Cancer can happen to anyone. That is why it is important for men and women to perform regular self-examinations to check for lumps and bumps associated with testicular and breast cancer. Follow these steps when giving self-examinations:

Testicular Cancer Self-Exams

testicular checkem_diagram

Did you know that the most common age for men to get testicular cancer is between 20 and 34?

College men are approaching that age group and it is important to know how to check for testicular cancer. The easiest way for you to check for testicular cancer is by performing a self-examination. Here are the steps:

  • Step 1: Grasp one of your testicles with your thumb and your fingers.
  • Step 2: Gently roll your testicle between your fingers and check for abnormalities.
    • Look for any change in shape, size, hard lumps, or anything unusual.
    • Step 3:  Do the same for your other testicle.

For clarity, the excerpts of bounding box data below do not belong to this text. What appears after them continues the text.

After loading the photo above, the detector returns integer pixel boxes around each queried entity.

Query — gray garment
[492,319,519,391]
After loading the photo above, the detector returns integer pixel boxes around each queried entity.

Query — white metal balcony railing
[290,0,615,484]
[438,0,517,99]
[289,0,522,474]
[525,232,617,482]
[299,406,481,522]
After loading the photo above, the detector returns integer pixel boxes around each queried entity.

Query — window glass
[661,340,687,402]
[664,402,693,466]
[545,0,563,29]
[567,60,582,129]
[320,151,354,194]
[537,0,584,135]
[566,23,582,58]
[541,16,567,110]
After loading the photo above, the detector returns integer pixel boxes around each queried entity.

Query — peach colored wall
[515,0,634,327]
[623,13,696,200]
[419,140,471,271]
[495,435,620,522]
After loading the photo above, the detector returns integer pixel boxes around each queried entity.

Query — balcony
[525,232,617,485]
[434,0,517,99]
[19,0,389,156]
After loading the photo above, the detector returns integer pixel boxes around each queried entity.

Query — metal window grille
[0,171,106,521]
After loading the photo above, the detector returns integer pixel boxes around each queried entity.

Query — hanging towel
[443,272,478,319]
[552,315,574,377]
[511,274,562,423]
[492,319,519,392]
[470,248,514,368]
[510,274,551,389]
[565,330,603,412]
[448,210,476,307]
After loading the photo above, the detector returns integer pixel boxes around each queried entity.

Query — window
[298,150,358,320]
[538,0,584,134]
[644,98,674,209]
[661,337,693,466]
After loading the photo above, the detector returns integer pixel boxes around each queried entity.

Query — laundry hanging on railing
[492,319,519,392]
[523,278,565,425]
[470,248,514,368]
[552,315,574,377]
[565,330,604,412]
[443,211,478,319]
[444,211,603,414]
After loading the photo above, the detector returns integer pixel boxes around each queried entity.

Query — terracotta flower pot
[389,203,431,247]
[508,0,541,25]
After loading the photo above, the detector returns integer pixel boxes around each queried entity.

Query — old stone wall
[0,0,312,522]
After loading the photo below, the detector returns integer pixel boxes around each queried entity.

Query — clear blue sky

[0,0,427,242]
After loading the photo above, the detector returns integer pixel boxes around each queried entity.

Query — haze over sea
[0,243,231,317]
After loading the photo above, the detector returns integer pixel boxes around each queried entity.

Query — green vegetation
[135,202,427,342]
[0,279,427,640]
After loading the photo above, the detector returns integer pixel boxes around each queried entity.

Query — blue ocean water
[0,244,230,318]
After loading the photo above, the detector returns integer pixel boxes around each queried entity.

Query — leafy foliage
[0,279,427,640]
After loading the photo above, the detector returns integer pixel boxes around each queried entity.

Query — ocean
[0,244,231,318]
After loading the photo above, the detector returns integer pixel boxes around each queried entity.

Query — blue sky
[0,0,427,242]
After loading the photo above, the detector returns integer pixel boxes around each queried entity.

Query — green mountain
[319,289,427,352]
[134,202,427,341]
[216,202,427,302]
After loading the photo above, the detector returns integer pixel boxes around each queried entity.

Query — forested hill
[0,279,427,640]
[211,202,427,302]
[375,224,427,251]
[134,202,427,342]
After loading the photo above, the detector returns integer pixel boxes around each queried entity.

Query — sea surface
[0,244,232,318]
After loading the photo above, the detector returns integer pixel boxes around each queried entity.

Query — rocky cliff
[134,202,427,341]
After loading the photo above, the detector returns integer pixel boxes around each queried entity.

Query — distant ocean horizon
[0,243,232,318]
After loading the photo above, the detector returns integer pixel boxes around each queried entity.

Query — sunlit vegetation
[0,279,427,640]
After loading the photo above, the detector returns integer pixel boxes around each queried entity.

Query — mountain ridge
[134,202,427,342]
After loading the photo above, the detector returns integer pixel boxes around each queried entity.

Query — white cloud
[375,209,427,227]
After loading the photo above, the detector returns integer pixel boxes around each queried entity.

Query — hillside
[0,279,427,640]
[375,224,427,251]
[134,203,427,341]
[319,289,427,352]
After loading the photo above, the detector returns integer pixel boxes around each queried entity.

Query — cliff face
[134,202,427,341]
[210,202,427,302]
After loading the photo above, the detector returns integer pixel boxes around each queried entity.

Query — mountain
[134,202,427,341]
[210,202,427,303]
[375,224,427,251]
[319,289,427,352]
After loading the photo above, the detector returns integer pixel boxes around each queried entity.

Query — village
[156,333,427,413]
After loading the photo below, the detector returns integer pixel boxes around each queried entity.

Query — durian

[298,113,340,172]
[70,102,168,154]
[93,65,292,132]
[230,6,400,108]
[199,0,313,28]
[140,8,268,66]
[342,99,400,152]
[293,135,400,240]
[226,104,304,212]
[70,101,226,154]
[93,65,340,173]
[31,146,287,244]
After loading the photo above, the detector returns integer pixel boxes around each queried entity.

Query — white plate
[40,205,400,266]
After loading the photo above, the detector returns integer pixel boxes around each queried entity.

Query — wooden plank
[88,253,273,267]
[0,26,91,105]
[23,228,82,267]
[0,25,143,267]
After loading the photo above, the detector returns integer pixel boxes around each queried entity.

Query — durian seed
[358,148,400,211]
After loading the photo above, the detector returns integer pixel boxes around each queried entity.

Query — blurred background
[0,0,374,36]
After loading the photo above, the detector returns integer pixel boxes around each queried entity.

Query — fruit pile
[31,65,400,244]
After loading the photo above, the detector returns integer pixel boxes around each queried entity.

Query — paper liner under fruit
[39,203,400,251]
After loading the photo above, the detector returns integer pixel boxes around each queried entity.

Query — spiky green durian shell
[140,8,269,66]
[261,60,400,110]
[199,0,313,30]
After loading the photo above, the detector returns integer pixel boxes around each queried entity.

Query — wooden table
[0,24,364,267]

If you feel anything out of the ordinary during this exam, contact your doctor IMMEDIATELY! It is true that testicular cancer is the most common cancer for this age group, but it is also very treatable. Doctors use a testicular ultrasound, blood tests, and imaging exams to test for testicular cancer.

Breast Cancer Exams



Ladies, we all know how dangerous breast cancer is and the large number of people that are affected by it. Routine check-ups for breast cancer do not come into play until later in life. It is for that reason that self-examinations are so important. Early detection is critical when it comes to breast cancer as it impacts survival rate. Here are the steps for performing a self-examination:

  • Step 1: Lie down on your back with your arm behind your head.
    •  It is important to perform this test while lying down because the breast tissue  spreads as evenly as possible, making the breast as thin as it can be.
    • Step 2: Take your three middle fingers of your left hand and place them on your right breast.
    • Step 3: Move your fingers in a circular motion across your breast feeling for any lumps or abnormalities.
      • Be sure to apply three levels of pressure: low, medium, and high.
      • Step 4: Move your breast in an up and down pattern checking from the collarbone to the ribs.
      • Step 5: Repeat this process for your left breast.

If you feel any lumps or abnormalities be sure to contact your doctor IMMEDIATELY! Again, early detection is vital for survival. Doctors may choose to perform are: mammograms (routine after the age of 40) or clinical breast exams to check for cancer.

We may be college students, but risks for breast and testicular cancer are still out there. So remember to “feel your fruit” and be conscious of any kind of changes you may experience.